The first case is rather unfortunate, since the requirement seems incomplete without the acceptance criteria. How should one decide what shall be included in the requirement and what shall be expressed as an acceptance criterion? Why do we need two vehicles for the same thing? What is the benefit of expressing acceptance criteria as an addendum to a specification versus a complete specification of the requirement?

The second case is more adequate, but not quite. In this case, the so-called acceptance criteria are nothing else than the list of test cases the requirements engineer thinks should be executed. Instead of declaring the required coverage of the requirement and letting the test designer determine the test cases, the requirements engineer determines the test cases (and usually fails to declare which coverage criterion was applied). I don’t mind the requirements engineer (partially) doing the job of the tester. But why should we call what he is doing specification of acceptance criteria and not specification of a minimal set of (acceptance) test cases? (Hint: The required coverage is actually a management decision – it has to do with risks and money.)

The second approach resembles Specification by Example, though it has a different order of activities and less rigor in expressing the test cases (the acceptance criteria).

I doubt whether I grasped all the uses of the term “acceptance criteria” out there in the field. I have no doubts that what I did observe (mostly the half-hearted description of “test cases”) does not justify the use of the term “acceptance criteria” instead of test cases.

By the way, it is a shame I could not find the original source of acceptance criteria in the literature, neither in “agile” nor elsewhere. Thus, I have another doubt: acceptance criteria have no theoretical foundation.

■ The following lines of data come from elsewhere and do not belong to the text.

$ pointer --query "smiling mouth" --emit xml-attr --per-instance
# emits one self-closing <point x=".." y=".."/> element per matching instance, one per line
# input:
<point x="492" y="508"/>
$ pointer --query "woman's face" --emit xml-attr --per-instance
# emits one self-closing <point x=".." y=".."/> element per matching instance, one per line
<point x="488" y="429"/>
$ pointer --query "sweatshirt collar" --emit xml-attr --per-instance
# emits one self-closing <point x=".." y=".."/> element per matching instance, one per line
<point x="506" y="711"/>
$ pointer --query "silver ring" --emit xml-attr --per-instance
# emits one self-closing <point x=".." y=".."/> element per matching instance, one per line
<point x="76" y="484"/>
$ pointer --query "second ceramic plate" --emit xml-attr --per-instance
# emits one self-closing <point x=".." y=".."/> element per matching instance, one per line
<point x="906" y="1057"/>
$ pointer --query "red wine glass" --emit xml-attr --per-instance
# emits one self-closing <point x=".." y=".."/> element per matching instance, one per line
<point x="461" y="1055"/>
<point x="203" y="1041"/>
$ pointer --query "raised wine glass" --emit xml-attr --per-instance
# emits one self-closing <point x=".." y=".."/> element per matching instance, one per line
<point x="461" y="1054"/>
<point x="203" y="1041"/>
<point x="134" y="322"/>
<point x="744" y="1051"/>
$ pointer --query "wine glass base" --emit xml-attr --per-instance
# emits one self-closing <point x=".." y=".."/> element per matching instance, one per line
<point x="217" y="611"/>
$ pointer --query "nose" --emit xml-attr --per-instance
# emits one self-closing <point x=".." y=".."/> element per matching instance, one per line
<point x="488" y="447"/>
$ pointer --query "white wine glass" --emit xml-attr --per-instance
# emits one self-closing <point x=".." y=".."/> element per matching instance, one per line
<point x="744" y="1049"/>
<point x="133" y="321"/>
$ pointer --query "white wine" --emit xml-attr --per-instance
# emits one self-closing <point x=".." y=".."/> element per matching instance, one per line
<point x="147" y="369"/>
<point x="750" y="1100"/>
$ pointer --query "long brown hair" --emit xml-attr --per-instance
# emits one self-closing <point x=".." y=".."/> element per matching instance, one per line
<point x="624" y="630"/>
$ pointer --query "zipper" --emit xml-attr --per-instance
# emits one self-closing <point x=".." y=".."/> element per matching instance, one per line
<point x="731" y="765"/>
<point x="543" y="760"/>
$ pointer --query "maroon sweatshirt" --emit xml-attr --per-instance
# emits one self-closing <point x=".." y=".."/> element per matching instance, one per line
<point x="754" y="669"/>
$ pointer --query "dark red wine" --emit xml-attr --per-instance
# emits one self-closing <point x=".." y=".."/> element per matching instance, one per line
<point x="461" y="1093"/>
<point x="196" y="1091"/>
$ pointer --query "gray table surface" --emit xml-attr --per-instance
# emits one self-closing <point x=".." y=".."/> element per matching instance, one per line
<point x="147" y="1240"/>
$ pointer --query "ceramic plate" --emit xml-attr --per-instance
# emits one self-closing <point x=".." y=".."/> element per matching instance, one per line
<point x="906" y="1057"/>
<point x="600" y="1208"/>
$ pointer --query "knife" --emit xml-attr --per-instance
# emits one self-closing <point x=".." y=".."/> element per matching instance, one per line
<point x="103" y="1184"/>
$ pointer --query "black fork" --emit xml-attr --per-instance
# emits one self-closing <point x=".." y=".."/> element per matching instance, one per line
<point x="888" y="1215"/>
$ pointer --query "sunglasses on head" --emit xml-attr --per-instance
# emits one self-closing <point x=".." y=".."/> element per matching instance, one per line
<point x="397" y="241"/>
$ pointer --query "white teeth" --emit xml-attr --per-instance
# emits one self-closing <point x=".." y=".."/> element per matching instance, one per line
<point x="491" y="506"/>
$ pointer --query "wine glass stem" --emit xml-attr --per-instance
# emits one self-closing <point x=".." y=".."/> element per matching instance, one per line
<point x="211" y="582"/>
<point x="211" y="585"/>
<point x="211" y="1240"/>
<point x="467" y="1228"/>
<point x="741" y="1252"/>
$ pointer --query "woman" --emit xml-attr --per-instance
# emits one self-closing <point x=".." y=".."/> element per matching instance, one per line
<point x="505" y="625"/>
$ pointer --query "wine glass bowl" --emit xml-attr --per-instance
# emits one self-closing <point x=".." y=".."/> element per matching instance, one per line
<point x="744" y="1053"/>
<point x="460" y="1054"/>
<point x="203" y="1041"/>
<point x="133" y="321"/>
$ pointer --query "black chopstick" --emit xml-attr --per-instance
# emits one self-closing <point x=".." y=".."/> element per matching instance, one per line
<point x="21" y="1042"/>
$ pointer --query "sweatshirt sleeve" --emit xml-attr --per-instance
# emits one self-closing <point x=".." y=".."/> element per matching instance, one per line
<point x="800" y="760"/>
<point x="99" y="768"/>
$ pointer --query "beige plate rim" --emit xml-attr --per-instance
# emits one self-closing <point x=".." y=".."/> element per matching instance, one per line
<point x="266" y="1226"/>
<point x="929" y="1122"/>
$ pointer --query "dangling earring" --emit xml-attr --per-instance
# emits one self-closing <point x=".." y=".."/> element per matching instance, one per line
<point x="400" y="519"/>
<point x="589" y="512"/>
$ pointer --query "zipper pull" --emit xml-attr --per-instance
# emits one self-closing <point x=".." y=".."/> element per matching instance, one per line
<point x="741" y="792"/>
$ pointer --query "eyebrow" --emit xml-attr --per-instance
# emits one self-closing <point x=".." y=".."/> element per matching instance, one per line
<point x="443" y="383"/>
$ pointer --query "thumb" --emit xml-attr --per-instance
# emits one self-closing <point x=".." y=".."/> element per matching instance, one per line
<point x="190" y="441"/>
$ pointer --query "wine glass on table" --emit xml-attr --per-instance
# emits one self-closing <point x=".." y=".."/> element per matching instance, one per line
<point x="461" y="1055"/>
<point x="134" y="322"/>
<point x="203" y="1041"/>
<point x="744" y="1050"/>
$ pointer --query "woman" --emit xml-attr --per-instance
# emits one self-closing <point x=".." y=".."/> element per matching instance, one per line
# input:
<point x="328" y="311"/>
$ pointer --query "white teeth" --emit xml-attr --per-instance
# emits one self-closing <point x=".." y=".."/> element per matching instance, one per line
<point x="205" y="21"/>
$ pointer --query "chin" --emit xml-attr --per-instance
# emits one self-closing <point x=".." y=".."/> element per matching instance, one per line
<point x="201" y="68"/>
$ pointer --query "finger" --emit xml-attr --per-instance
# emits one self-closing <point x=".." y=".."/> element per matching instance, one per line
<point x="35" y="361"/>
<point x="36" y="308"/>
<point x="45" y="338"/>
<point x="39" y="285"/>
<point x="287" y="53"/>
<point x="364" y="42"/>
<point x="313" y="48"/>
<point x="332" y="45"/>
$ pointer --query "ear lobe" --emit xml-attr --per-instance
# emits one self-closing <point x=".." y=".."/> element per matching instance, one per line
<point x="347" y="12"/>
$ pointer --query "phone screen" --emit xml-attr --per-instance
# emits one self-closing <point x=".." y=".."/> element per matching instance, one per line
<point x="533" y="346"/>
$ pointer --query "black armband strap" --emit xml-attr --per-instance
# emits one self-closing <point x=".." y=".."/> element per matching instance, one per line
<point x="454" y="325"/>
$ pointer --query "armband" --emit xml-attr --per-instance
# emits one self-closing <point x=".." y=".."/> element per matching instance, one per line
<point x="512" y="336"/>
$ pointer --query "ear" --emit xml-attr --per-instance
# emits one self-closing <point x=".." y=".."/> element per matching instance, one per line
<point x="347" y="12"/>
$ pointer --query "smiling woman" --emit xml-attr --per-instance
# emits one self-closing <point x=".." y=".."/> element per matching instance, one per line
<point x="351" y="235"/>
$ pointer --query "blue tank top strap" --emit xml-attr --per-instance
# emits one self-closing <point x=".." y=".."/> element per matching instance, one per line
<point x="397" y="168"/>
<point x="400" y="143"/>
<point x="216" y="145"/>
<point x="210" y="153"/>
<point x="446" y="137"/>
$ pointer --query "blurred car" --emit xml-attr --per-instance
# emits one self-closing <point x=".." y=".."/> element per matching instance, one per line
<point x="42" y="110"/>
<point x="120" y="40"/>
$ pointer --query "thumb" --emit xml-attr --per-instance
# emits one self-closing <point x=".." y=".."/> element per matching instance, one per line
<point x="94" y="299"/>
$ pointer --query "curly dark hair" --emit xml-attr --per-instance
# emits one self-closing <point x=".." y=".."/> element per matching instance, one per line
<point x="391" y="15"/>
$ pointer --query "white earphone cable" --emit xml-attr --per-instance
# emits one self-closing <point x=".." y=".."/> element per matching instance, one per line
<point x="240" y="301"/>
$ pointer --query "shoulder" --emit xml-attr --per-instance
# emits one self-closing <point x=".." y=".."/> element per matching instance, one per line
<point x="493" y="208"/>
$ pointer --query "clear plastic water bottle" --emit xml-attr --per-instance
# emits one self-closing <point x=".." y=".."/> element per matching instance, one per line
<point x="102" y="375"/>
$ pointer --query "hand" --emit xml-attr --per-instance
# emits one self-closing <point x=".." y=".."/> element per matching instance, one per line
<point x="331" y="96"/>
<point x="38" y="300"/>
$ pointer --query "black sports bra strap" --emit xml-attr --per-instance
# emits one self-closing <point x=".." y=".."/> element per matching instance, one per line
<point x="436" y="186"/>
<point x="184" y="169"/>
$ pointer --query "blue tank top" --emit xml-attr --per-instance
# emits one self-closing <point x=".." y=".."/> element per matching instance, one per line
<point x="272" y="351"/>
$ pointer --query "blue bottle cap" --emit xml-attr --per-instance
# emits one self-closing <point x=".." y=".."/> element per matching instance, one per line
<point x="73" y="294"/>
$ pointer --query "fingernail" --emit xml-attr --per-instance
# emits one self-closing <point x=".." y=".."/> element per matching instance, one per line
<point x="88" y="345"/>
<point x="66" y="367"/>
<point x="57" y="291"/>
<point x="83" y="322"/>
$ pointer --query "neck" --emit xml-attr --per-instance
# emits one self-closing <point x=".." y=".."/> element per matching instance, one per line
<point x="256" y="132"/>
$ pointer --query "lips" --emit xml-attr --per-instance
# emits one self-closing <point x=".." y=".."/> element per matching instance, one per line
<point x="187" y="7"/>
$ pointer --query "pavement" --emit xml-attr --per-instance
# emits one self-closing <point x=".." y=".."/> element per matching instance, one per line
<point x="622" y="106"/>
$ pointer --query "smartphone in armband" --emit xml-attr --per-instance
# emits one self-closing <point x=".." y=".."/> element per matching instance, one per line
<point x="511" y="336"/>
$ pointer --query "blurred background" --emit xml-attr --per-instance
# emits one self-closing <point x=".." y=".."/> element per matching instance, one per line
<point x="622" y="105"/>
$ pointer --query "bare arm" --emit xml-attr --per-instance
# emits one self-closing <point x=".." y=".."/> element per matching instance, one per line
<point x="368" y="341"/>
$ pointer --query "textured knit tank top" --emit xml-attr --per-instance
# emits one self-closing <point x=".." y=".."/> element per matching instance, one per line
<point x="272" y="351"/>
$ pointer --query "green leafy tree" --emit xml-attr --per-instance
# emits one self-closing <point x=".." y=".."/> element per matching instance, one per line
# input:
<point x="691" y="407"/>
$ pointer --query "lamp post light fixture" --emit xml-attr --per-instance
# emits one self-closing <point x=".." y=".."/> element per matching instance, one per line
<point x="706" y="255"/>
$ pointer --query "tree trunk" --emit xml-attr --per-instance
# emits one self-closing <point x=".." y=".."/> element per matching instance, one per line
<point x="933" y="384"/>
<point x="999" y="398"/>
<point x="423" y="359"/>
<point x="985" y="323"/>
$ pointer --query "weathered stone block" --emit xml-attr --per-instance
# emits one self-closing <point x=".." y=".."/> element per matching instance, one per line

They are a pragmatic invention that cause more confusion than necessary.

I will be happy if you prove my ignorance or otherwise dispel my doubts.

Karol Frühauf

P.S: Thanks to Oliver Hoeffleur who shared first my doubts and helped me to sharpen them


Karol Frühauf

Karol Frühauf is co-founder of INFOGEM AG in Switzerland, since 1987 consulting in the field of software project and quality management (http://www.infogem.ch). He worked 12 years for BBC Brown Boveri & Cie and helped since 1987 many companies to improve their processes and products. He co-authored two books and is a frequent speaker, tutor and teacher in the field of software engineering. His main interests are test and quality management and requirements engineering.